A Note on HAMT and Time Complexity (Modern Common Lisp with FSet)

5.2.1 A Note on HAMT and Time Complexity ¶

You will see, in documentation of HAMT-based collections such as Clojure’s, claims that lookups and point updates take “effectively constant” time. You’ll also see notations like “O(log₃₂ n)”. To my surprise, I have sometimes seen these locutions even in peer-reviewed papers.

This is all marketing, not computer science. They’re trying to get you not to be put off by the fact that not only are lookups and point updates on functional types slower than with traditional mutable hash tables, but they get somewhat slower yet as the collections get large, which hash table operations do not. I agree with their goal — for the vast majority of applications, the difference is of no consequence, and you shouldn’t worry about it — but not with the way they’re trying to make the point.

For one thing, they never define “effectively”, but sometimes they say it loudly and bang the table a bit, hoping you’ll overlook the absence of a definition: “effectively constant”. For another, as I have explained, the base of the logarithm in a Big-O expression doesn’t matter, because logarithms of different bases are related by a constant factor, and time complexity abstracts away constant factors.
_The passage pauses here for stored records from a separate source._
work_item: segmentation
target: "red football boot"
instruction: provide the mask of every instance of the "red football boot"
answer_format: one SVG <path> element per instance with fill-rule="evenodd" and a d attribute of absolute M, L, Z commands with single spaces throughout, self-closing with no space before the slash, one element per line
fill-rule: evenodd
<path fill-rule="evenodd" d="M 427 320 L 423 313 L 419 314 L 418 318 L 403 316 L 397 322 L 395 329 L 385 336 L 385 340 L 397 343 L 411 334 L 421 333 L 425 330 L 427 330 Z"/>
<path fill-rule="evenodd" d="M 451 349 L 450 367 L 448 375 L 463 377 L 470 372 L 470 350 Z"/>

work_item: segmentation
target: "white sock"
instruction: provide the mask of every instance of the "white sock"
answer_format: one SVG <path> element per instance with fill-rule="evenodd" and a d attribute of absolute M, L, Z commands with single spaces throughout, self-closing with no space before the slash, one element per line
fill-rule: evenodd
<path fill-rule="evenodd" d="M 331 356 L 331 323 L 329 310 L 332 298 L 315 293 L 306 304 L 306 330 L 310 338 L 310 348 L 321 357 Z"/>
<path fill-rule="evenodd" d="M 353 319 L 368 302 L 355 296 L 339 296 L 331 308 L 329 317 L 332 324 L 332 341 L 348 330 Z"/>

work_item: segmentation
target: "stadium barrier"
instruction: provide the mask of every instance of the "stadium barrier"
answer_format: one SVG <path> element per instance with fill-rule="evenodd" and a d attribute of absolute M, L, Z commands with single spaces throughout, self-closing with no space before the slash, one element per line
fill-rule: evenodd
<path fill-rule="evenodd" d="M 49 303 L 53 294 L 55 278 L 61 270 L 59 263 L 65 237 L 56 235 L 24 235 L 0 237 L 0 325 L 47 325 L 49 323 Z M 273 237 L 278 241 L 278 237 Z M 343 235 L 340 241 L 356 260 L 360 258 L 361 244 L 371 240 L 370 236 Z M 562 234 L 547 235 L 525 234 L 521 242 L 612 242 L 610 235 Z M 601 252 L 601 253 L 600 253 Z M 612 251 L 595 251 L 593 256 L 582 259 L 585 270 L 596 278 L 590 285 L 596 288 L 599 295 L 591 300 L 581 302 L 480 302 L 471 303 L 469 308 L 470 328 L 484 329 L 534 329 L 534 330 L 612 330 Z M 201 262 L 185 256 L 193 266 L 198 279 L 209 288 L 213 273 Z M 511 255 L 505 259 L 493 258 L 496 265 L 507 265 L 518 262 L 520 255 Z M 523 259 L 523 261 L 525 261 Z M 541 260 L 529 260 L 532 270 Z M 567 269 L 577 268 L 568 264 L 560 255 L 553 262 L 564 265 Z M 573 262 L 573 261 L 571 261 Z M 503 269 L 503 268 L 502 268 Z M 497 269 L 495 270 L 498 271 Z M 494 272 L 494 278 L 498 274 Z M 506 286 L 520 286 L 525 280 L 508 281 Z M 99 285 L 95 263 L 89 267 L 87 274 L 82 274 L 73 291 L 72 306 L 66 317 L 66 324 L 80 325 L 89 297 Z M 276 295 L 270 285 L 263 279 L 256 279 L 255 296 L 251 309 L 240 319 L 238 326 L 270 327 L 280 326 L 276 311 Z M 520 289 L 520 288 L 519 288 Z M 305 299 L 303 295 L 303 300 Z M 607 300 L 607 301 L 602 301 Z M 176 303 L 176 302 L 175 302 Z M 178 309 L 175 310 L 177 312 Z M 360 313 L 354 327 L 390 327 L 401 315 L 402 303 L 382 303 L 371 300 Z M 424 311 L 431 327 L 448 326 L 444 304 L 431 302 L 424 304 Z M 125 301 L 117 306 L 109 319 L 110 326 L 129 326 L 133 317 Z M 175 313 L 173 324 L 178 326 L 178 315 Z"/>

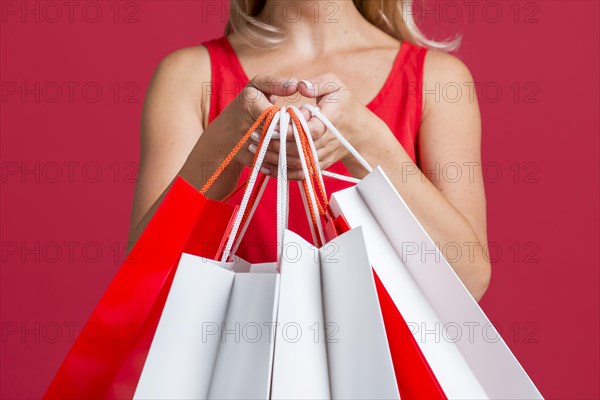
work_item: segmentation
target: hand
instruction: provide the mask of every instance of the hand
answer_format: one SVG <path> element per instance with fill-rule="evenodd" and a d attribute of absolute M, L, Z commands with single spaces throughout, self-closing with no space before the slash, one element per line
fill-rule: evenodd
<path fill-rule="evenodd" d="M 359 152 L 365 144 L 373 140 L 375 132 L 381 131 L 382 125 L 387 129 L 385 123 L 361 104 L 347 86 L 334 74 L 325 74 L 302 80 L 297 84 L 297 90 L 304 97 L 316 99 L 316 105 L 320 108 L 321 113 Z M 301 110 L 308 122 L 321 169 L 326 169 L 340 160 L 346 165 L 356 163 L 354 157 L 318 118 L 311 116 L 305 109 Z M 251 150 L 256 151 L 256 143 L 260 139 L 260 133 L 253 134 L 252 139 L 255 144 L 251 147 Z M 269 144 L 265 160 L 268 160 L 272 165 L 276 165 L 278 162 L 280 145 L 281 139 L 273 140 Z M 298 149 L 291 129 L 288 131 L 286 146 L 288 179 L 303 179 Z"/>
<path fill-rule="evenodd" d="M 273 75 L 254 77 L 213 121 L 213 124 L 218 127 L 215 129 L 215 136 L 218 135 L 218 137 L 215 137 L 216 146 L 214 148 L 222 152 L 223 158 L 225 158 L 260 114 L 273 106 L 276 96 L 293 95 L 297 92 L 297 86 L 298 81 L 293 79 Z M 258 130 L 259 134 L 261 131 L 262 127 Z M 255 145 L 252 147 L 252 141 L 248 140 L 235 155 L 233 161 L 240 165 L 252 166 L 255 152 Z M 262 172 L 271 175 L 276 170 L 277 157 L 265 158 Z"/>
<path fill-rule="evenodd" d="M 363 105 L 333 73 L 300 81 L 298 92 L 304 97 L 316 99 L 321 113 L 359 153 L 363 153 L 366 146 L 378 140 L 375 136 L 378 132 L 388 130 L 385 122 Z M 315 138 L 315 147 L 323 168 L 337 161 L 342 161 L 346 166 L 357 162 L 318 118 L 303 111 L 311 135 Z"/>

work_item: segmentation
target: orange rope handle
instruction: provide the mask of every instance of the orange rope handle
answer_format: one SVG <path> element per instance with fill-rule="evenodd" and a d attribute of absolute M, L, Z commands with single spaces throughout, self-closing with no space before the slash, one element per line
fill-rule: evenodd
<path fill-rule="evenodd" d="M 308 161 L 308 170 L 309 170 L 309 176 L 306 177 L 306 179 L 310 179 L 314 193 L 315 193 L 315 202 L 317 205 L 317 209 L 319 211 L 319 215 L 325 215 L 325 210 L 323 207 L 323 203 L 326 203 L 327 201 L 323 200 L 324 196 L 319 197 L 319 193 L 316 191 L 317 187 L 319 187 L 319 191 L 322 191 L 322 188 L 320 187 L 320 181 L 318 179 L 317 176 L 317 162 L 314 159 L 313 153 L 310 149 L 310 145 L 308 144 L 308 141 L 306 139 L 306 132 L 304 130 L 300 130 L 299 131 L 299 137 L 300 137 L 300 143 L 301 143 L 301 147 L 303 150 L 303 153 L 305 155 L 305 159 L 307 159 Z M 304 186 L 304 190 L 305 190 L 305 195 L 307 198 L 310 198 L 310 195 L 308 194 L 308 185 Z"/>
<path fill-rule="evenodd" d="M 256 119 L 256 121 L 254 121 L 254 123 L 248 129 L 248 131 L 244 134 L 244 136 L 242 136 L 240 141 L 235 145 L 233 150 L 231 150 L 231 152 L 227 155 L 227 157 L 225 157 L 225 160 L 223 160 L 221 165 L 219 165 L 219 168 L 217 168 L 217 170 L 212 174 L 212 176 L 210 178 L 208 178 L 208 180 L 206 181 L 204 186 L 202 186 L 202 189 L 200 189 L 200 193 L 204 194 L 204 193 L 206 193 L 206 191 L 208 189 L 210 189 L 210 187 L 219 178 L 221 173 L 223 173 L 225 168 L 227 168 L 229 163 L 231 163 L 231 160 L 233 160 L 233 157 L 235 157 L 235 155 L 240 151 L 240 149 L 248 141 L 248 139 L 250 138 L 250 135 L 252 135 L 252 132 L 254 132 L 260 126 L 260 124 L 264 121 L 265 126 L 263 127 L 263 135 L 261 137 L 261 144 L 262 144 L 264 132 L 265 132 L 266 128 L 268 127 L 268 125 L 270 124 L 271 120 L 273 119 L 273 116 L 275 115 L 275 113 L 277 113 L 277 111 L 278 111 L 278 107 L 271 106 L 260 114 L 260 116 Z M 257 152 L 257 154 L 258 154 L 258 152 Z M 256 155 L 254 156 L 254 160 L 256 161 Z"/>
<path fill-rule="evenodd" d="M 329 209 L 329 204 L 327 201 L 327 196 L 325 195 L 325 188 L 322 186 L 321 180 L 318 177 L 318 169 L 317 168 L 319 168 L 319 167 L 317 165 L 317 161 L 314 158 L 314 154 L 310 147 L 310 143 L 308 142 L 308 138 L 307 138 L 308 134 L 304 130 L 302 123 L 300 122 L 300 120 L 298 119 L 296 114 L 290 113 L 290 116 L 292 119 L 292 123 L 295 125 L 296 129 L 298 130 L 298 136 L 300 138 L 302 153 L 307 161 L 307 168 L 308 168 L 309 176 L 306 176 L 304 178 L 304 180 L 302 180 L 302 192 L 304 193 L 304 197 L 307 200 L 306 203 L 308 206 L 308 211 L 309 211 L 310 220 L 312 222 L 312 226 L 315 227 L 315 229 L 316 229 L 318 222 L 320 222 L 319 219 L 321 218 L 321 216 L 327 217 L 326 210 Z M 319 188 L 321 197 L 319 197 L 318 193 L 315 191 L 315 202 L 316 202 L 319 214 L 317 214 L 316 210 L 313 208 L 312 202 L 310 201 L 310 194 L 309 194 L 310 190 L 308 187 L 307 179 L 311 180 L 313 188 L 316 188 L 316 187 Z M 325 206 L 323 206 L 323 204 Z M 316 239 L 315 245 L 317 247 L 321 247 L 323 245 L 323 243 L 321 243 L 321 238 L 319 237 L 318 234 L 315 236 L 315 239 Z"/>
<path fill-rule="evenodd" d="M 272 119 L 273 119 L 273 116 L 267 116 L 265 118 L 265 124 L 263 125 L 262 134 L 261 134 L 260 140 L 258 142 L 258 147 L 257 148 L 260 148 L 260 146 L 262 146 L 265 134 L 267 133 L 267 130 L 269 129 L 269 125 L 271 124 L 271 120 Z M 256 154 L 254 154 L 254 161 L 252 163 L 256 164 L 256 160 L 257 159 L 258 159 L 258 151 L 256 152 Z M 231 197 L 233 197 L 236 193 L 238 193 L 240 190 L 242 190 L 243 188 L 245 188 L 246 186 L 248 186 L 248 181 L 249 180 L 250 180 L 250 175 L 248 175 L 248 177 L 246 178 L 246 180 L 242 184 L 238 185 L 235 189 L 233 189 L 231 191 L 231 193 L 229 193 L 227 196 L 225 196 L 223 198 L 223 200 L 221 200 L 221 201 L 223 201 L 223 202 L 229 201 L 231 199 Z M 255 188 L 254 190 L 256 191 L 258 189 Z"/>
<path fill-rule="evenodd" d="M 244 217 L 242 218 L 242 222 L 240 223 L 240 226 L 246 226 L 246 222 L 248 221 L 248 218 L 250 218 L 250 213 L 252 212 L 252 209 L 254 208 L 254 204 L 256 203 L 256 200 L 258 199 L 258 194 L 260 193 L 260 190 L 262 188 L 262 185 L 264 183 L 266 179 L 266 175 L 261 174 L 258 176 L 258 178 L 256 179 L 256 186 L 254 188 L 254 190 L 252 191 L 252 194 L 250 195 L 250 199 L 248 200 L 248 207 L 246 207 L 246 212 L 244 213 Z M 238 232 L 238 235 L 241 234 L 241 230 Z M 237 238 L 236 238 L 237 240 Z"/>
<path fill-rule="evenodd" d="M 294 115 L 294 117 L 296 117 L 296 115 Z M 296 117 L 297 118 L 297 117 Z M 323 187 L 323 185 L 321 184 L 321 180 L 318 179 L 318 172 L 319 172 L 319 165 L 317 164 L 317 160 L 315 160 L 314 158 L 314 154 L 312 152 L 312 149 L 310 147 L 310 144 L 308 142 L 308 133 L 306 133 L 306 131 L 304 129 L 302 129 L 302 124 L 300 123 L 300 121 L 297 119 L 296 121 L 297 124 L 299 124 L 300 126 L 300 141 L 302 143 L 302 148 L 304 150 L 304 154 L 305 157 L 308 157 L 309 160 L 311 160 L 311 180 L 313 182 L 313 187 L 318 188 L 319 189 L 319 194 L 321 195 L 321 199 L 319 202 L 319 206 L 322 207 L 322 204 L 325 204 L 325 206 L 328 205 L 328 201 L 327 201 L 327 195 L 325 194 L 325 188 Z M 323 210 L 319 210 L 321 211 L 322 214 L 324 214 Z"/>
<path fill-rule="evenodd" d="M 273 107 L 271 107 L 273 108 Z M 278 110 L 276 110 L 278 111 Z M 267 133 L 267 131 L 269 130 L 269 125 L 271 125 L 271 121 L 273 120 L 273 116 L 276 114 L 276 112 L 274 113 L 269 113 L 264 120 L 264 125 L 262 128 L 262 132 L 260 135 L 260 140 L 258 142 L 258 146 L 257 146 L 257 151 L 254 154 L 254 160 L 252 162 L 253 165 L 256 164 L 256 161 L 258 160 L 258 149 L 260 149 L 263 146 L 264 143 L 264 139 L 265 139 L 265 135 Z M 255 129 L 256 130 L 256 129 Z M 250 180 L 250 174 L 248 175 L 248 177 L 246 178 L 246 180 L 244 181 L 244 183 L 242 185 L 240 185 L 237 189 L 235 189 L 234 192 L 238 192 L 239 190 L 241 190 L 241 188 L 243 187 L 247 187 L 248 186 L 248 181 Z M 250 194 L 250 198 L 248 199 L 248 206 L 246 207 L 246 211 L 244 212 L 244 216 L 242 217 L 242 221 L 240 223 L 240 226 L 245 226 L 246 222 L 248 221 L 248 218 L 250 217 L 250 213 L 252 212 L 252 209 L 254 208 L 254 204 L 256 203 L 257 199 L 258 199 L 258 194 L 261 191 L 263 182 L 265 180 L 265 175 L 264 174 L 260 174 L 258 176 L 258 179 L 256 181 L 256 185 L 254 186 L 254 189 L 252 190 L 252 193 Z M 227 198 L 231 197 L 234 192 L 232 192 L 230 195 L 227 196 Z M 241 234 L 241 231 L 238 231 L 238 236 Z M 236 241 L 238 239 L 236 238 Z"/>
<path fill-rule="evenodd" d="M 327 200 L 327 194 L 325 193 L 325 188 L 323 187 L 322 182 L 318 177 L 319 166 L 317 165 L 317 162 L 313 156 L 313 152 L 312 152 L 310 143 L 308 142 L 308 138 L 307 138 L 308 134 L 302 127 L 302 123 L 300 122 L 300 119 L 298 119 L 298 117 L 296 116 L 295 113 L 290 113 L 290 116 L 292 118 L 292 122 L 298 129 L 298 133 L 300 136 L 300 143 L 302 145 L 304 157 L 308 161 L 307 166 L 308 166 L 310 176 L 306 177 L 306 179 L 311 180 L 311 182 L 313 184 L 313 188 L 318 188 L 319 193 L 316 196 L 317 207 L 319 209 L 319 213 L 324 216 L 326 214 L 325 210 L 329 206 L 329 201 Z M 315 193 L 316 193 L 316 191 L 315 191 Z M 308 194 L 308 193 L 306 193 L 306 194 Z M 320 195 L 320 197 L 319 197 L 319 195 Z"/>
<path fill-rule="evenodd" d="M 271 107 L 271 108 L 273 108 L 273 107 Z M 278 110 L 276 110 L 276 112 L 277 111 Z M 263 129 L 262 129 L 262 132 L 260 135 L 260 140 L 258 141 L 258 146 L 257 146 L 256 153 L 254 154 L 254 161 L 252 162 L 252 165 L 255 165 L 256 161 L 258 160 L 258 149 L 260 149 L 263 146 L 263 143 L 265 140 L 265 135 L 266 135 L 267 131 L 269 130 L 269 125 L 271 125 L 271 121 L 273 120 L 273 116 L 276 114 L 276 112 L 267 115 L 267 117 L 265 118 L 265 123 L 263 125 Z M 249 180 L 250 180 L 250 175 L 248 175 L 248 179 L 246 179 L 246 182 L 244 185 L 247 185 Z M 248 217 L 250 216 L 250 212 L 254 208 L 254 203 L 256 202 L 258 193 L 260 193 L 260 190 L 261 190 L 264 180 L 265 180 L 265 176 L 262 174 L 259 175 L 256 185 L 254 185 L 252 194 L 250 195 L 250 198 L 248 199 L 248 207 L 246 207 L 246 211 L 244 212 L 244 217 L 242 218 L 242 222 L 241 222 L 240 226 L 244 226 L 246 221 L 248 220 Z"/>
<path fill-rule="evenodd" d="M 318 223 L 317 218 L 320 218 L 320 216 L 316 215 L 315 210 L 312 207 L 310 197 L 308 194 L 309 190 L 308 190 L 308 184 L 306 183 L 306 179 L 302 181 L 302 191 L 304 192 L 304 196 L 306 198 L 306 203 L 308 204 L 308 211 L 310 213 L 310 219 L 312 221 L 312 226 L 316 229 L 317 223 Z M 315 246 L 321 247 L 323 244 L 321 243 L 321 238 L 319 237 L 318 234 L 315 235 L 315 239 L 317 240 L 317 243 L 315 243 Z"/>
So writing “O(log₃₂ n)” is an abuse of the notation; it’s the same as O(log n).

In my view, the way to make the point — that the performance costs of well-implemented functional collections are usually not worth worrying about — is twofold. First, we shouldn’t forget that time complexity is not all there is to time performance: there are also constant-factor differences, which can be quite substantial. Fully characterizing the performance of an implementation of an algorithm requires mentioning both. The mistake is to try to cram both pieces of information into the Big-O expression, which is specifically designed to isolate one of them and ignore the other.

And second, we should point out that logarithmic time isn’t actually all that different from constant time. A logarithmic-time operation takes only twice as long on a 10⁶-element collection as on a 10³-element collection, and only four times as long on a 10¹²-element collection. So yes, it does slow down a little as the collection grows, but for most use cases this isn’t a problem at all. In particular, the gap between constant time and logarithmic time is far smaller than that between logarithmic time and linear time. I’m not going to gaslight you by saying that there is “effectively” no difference between constant and logarithmic, but I will say that it is only in extreme circumstances that the difference matters.